Biography:
Rachel is a third-year Ph.D. candidate in the History Department whose work focuses on the social, legal, political, and economic history of Jamaica and Saint-Domingue in the eighteenth century. She is also affiliated with the Project for American and French Research on the Treasury of the French Language (ARTFL), where she is currently collaborating on a digital humanities project that explores the wide-ranging views and voices within the antislavery and abolitionist movements across the British and French Empires. Before pursuing graduate studies, Rachel worked as a high school history and literature teacher and continues to think critically about how we can help young people cultivate their own reading and writing practices.

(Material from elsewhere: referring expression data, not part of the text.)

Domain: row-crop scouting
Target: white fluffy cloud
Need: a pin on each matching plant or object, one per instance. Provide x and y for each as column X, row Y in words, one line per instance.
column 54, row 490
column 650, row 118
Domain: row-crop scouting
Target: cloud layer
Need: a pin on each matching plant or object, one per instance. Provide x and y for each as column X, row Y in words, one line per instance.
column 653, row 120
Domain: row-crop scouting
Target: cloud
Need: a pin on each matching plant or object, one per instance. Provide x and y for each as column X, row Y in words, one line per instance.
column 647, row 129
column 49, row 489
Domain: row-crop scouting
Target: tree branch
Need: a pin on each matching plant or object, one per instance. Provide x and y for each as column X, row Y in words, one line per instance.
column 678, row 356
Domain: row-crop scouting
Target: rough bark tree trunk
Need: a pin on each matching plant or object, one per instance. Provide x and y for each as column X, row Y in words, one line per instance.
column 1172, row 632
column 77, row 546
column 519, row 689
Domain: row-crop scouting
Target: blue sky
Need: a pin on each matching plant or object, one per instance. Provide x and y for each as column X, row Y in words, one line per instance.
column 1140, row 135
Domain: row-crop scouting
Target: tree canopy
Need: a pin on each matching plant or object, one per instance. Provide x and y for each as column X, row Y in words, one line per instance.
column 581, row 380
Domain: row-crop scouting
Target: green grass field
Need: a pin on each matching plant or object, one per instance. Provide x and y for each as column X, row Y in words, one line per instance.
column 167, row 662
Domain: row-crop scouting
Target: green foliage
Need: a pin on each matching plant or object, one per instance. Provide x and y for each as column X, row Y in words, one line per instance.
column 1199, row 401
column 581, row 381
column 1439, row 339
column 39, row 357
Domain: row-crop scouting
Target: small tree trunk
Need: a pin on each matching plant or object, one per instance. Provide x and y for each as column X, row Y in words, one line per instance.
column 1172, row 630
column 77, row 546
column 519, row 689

Project Title: Controlling the Antillean Internal Economy, 1763-1807
Abstract:
My dissertation explores the entanglement of commercial regulation and the policing of enslaved people’s autonomous economic exchanges in the late-eighteenth-century Anglo-French Antilles. From the emergence of free ports in the 1760s through the abolition of French slavery and the British slave trade, officials experimented with entrepôts open to foreign trade and clashed over the role of free and unfree labor within imperial spaces. These realms of commerce existed alongside thriving internal economies in which enslaved people bought and sold subsistence crops and wares. While British and French administrators tinkered with the contours of licit global commerce, they simultaneously reconfigured regulations on enslaved people’s exchanges. Using Saint Domingue and Jamaica as case studies, I argue that bonded marketers, peddlers, contracted laborers, and witnesses to illicit commercial activities shaped and were shaped by the evolution of international free trade and abolition. This project thus decouples freedom and equality from the history of the commercial agent within the British and French empires. Ultimately, the concept of economic independence itself was wrought with unstable contradictions between bondage, freedom, surveillance, permissiveness, and dependence for both enslaved and free people across the Atlantic world.